I don't think I've ever been my own worst critic. Sometimes I could have benefited from a bit of constructive criticism. Delusional? Guilty.

Dannigirl
06-18-2015, 08:30 AM
Absolutely, I look in the mirror when I am ready to go out, fix the hair one last time. Then, I remember I should take some pictures but I make the mistake of looking at them and then think to myself, who the heck am I kidding and where did the hot chick I just saw in the mirror go. But, I grab my purse and head out anyway and still have a great time.

Kaitlyn Michele
06-18-2015, 08:49 AM
stick with how you feel about yourself..do you feel good? right? at peace?? that's what matters

surely its possible that people see you differently but this is about your feelings about yourself and your own enjoyment..

don;t let anything get in the way of feeling good about yourself or what you are doing

suchacutie
06-18-2015, 08:57 AM
I don't think it's an issue of delusional, but it is an issue of what we need to do to create the feminine "look" that we want/need.

When I'm transforming from male to Tina, there are hundreds of issues to be addressed. When there hasn't been much Tina-time for a while, I know I'll miss some things, or just won't be as successful as I might otherwise be. My wife brings a dose of reality and lets Tina know where she might improve her "look". My wife is the person who taught Tina to be a girl, so Tina is very comfortable with these loving suggestions.

The other side of the coin is presenting a "look" that just doesn't work. As has been pointed out, GGs work at their "look" for years and I've not had that long in total Tina-time (even though Tina's 10th anniversary is rapidly approaching), so external evalution is always very helpful.

So, even though Tina is incredibly critical, another opinion is always so very helpful.

bimini1
06-18-2015, 09:05 AM
It has occurred to me that I don't look nearly as good as I think I'm looking. I once heard a pre op TS say its delusional for her to say she was a "woman". Even if you have the surgery and go all the way the most you could be is a transgender woman. Not just woman. I don't know if I agree with that. Folks like Janet Mock and Laverne Cox would say I was born female but "misgendered" at birth.

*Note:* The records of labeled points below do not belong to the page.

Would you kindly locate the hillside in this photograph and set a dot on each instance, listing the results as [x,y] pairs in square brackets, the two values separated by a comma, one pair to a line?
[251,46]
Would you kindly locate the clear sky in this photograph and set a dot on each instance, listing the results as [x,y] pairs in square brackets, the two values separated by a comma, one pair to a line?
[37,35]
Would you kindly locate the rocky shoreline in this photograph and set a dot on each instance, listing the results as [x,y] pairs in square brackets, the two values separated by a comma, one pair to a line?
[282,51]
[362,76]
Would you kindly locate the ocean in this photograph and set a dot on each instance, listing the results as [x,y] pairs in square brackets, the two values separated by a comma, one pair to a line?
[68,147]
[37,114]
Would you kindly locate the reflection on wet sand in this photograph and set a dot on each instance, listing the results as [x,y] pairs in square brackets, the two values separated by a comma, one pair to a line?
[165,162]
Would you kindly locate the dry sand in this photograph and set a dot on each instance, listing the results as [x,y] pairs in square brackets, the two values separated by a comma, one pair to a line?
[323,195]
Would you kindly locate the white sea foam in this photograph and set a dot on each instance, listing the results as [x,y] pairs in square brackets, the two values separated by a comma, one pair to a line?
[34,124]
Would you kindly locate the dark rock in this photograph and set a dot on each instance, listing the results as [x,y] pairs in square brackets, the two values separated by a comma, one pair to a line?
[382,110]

As a CD I no longer hold any delusions about the reality of what and who I am. You can put on all the make up, curves and clothes you have. You might make a mental shift, but there is no way your physiology is gonna change.

CarlaWestin
06-18-2015, 09:18 AM
It's so unfair, the advantages that GG's have. From age 13 or so, they've been aggressively and smartly planning their 'look', experimenting and collaborating with their GG sisters.

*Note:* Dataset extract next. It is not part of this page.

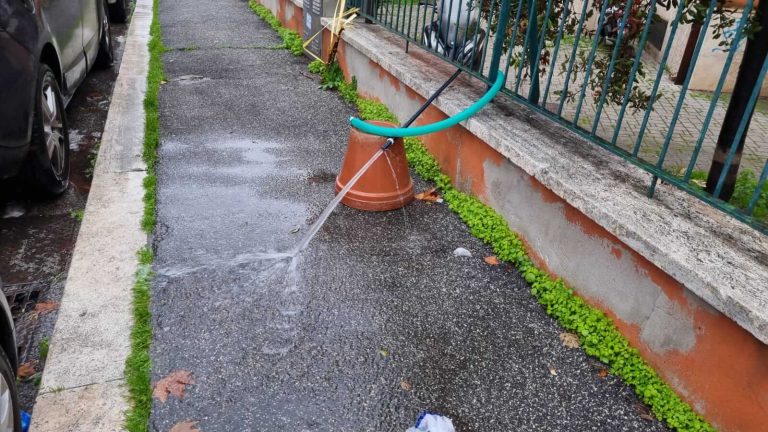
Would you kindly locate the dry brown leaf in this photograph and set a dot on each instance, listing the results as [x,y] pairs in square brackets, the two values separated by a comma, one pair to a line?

We have so much more work to do............

Well, I'm delusional but that's part of the game. I rarely do makeup except maybe lipstick and sunglasses but, I predominately stay inside and generally entertain myself. As for your comment Collette, I grew up with sisters and always hung around while they did the endless hours of trial and error styling of hair and makeup. And I would wait for my mother at the beauty shop for hours. As a crossdressing male, I find the expanse of what women do for beauty to be vast. I would so love to take care of some things to make transforming easier. Ahh, the 'if I didn't work' paradigm. I would so love to get regular mani/pedi and hair appointments, FFS, pierced ears and permanent makeup. And, what the heck, breast and butt implants.

:straightface:

OK, I'm back. Yes I am often delusional.

Tina B.
06-18-2015, 09:51 AM
I am delusional, at least at times, but then I know when those times arise, and keep a close eye on them. most of the time I am my own strongest critic, I have to be, the wife throws complements around often, which I do appreciate, but she is slow to criticize even when it is justified. She will, but not often, she doesn't want to hurt my feelings I think. But at times, I get a case of what is known as the dreaded PINK FOG, and all of a sudden, everything is seen through rose colored glasses, I'm prettier, younger, and more feminine, and everything looks great on me. Well that thought right there is warning enough that I'm in a pink fog, so I just enjoy the feeling, but don't really take it all that seriously.